The third alleged attempt occurred when a petition was presented to the Borough Council that would amend the Borough Zoning Code in order to frustrate the plaintiff's project. This petition was signed by Mr. Brittain and defendant Karin Brittain, who is his wife. Defendant Lana Farmer, moved that the property be rezoned in accordance with the petition. The motion was subsequently withdrawn.

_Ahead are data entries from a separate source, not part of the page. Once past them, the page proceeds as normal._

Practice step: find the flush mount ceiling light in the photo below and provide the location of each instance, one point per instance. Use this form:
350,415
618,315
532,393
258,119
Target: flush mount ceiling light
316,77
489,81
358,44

The plaintiff's complaint alleges that the Borough acted arbitrarily and took GEC's property without compensation. Specifically, the plaintiff alleges that the denial of GEC's application to undertake construction, the Borough's denial of GEC's application for a conditional use permit, and the enactment of Ordinance 92-3, each effectuated an unconstitutional taking. GEC also alleges that violations of substantive due process occurred when the defendants denied the 1987 Application and the 1992 Application. Finally, GEC avers that the defendants conspired, inter alia, to take its property without procedural due process of law when they failed to give the plaintiff proper notice of the bases for the Council's actions.

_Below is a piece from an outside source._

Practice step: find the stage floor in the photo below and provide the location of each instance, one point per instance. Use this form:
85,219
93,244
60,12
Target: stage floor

II) STANDARD FOR MOTION TO DISMISS
Under Fed. R. Civ. P. 12(b)(1), a party to a lawsuit may make a Motion to Dismiss for "lack of jurisdiction over the subject matter[.]"

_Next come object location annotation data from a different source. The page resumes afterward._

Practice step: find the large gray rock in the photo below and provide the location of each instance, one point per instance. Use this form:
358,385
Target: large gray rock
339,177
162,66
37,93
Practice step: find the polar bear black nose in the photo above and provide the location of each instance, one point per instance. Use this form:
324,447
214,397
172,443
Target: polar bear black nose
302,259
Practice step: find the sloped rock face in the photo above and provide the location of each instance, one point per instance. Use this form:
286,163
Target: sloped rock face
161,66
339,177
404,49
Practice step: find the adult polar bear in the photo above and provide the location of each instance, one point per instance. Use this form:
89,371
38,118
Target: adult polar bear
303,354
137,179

A case is properly dismissed pursuant to Rule 12(b)(1) "where the alleged claim under the Constitution . . . clearly appears to be immaterial and made solely for the purpose of obtaining jurisdiction or where such a claim is wholly insubstantial and frivolous." Bell v. Hood, 327 U.S. 678, 682, 90 L. Ed. 939, 66 S. Ct. 773 (1946), quoted in Growth Horizons, Inc. v. Delaware County, Pennsylvania, 983 F.2d 1277, 1280 (3d Cir. 1993). Thus, dismissal for a lack of jurisdiction is proper where the right claimed has been "foreclosed by prior decisions of the Court." Growth Horizons, 983 F.2d at 1280 (citations omitted). In deciding such a motion, the court is "not limited to the face of the pleadings." Taylor, 983 F.2d at 1290, citing Armstrong World Industries, Inc. v. Adams, 961 F.2d 405, 410, n.10 (3d Cir. 1992)). "Rather, as long as the parties are given an opportunity to contest the existence of federal jurisdiction, the court 'may inquire, by affidavits or otherwise, into the facts as they exist.'" Armstrong, 961 F.2d at 410 n.10, quoting Land v. Dollar, 330 U.S. 731, 735 n.4, 91 L. Ed. 1209, 67 S. Ct. 1009 (1947). Moreover, unlike a motion made under Rule 12(b)(6), "the court is 'free to weigh the evidence and satisfy itself as to the existence of its power to hear the case.'" Boyle v. Governor's Veterans Outreach & Assistance Center, 925 F.2d 71, 74 (3d Cir. 1991), quoting Mortensen v. First Federal Savings and Loan Association, 549 F.2d 884, 891 (3d Cir. 1977).
As the Third Circuit Court of Appeals recently noted, "ripeness is 'peculiarly a question of timing.'" Taylor, 983 F.2d at 1290 (quoting Thomas v. Union Carbide Agricultural Products Co., 473 U.S. 568, 580, 87 L. Ed. 2d 409, 105 S. Ct. 3325 (1985)). "The doctrine is essentially viewed as a prudential offshoot of the case or controversy requirement under Article III of the Constitution." Binker v. Commonwealth of Pennsylvania, 977 F.2d 738, 753 (3d Cir. 1992). It has also, however, been characterized as a "prudential limitation on federal jurisdiction." Taylor, 983 F.2d at 1290 (citations omitted). Regardless of which interpretation is more appropriate, it is clear that the primary issue that ripeness doctrine addresses is when a proper party may bring an action. See Armstrong, 961 F.2d at 411.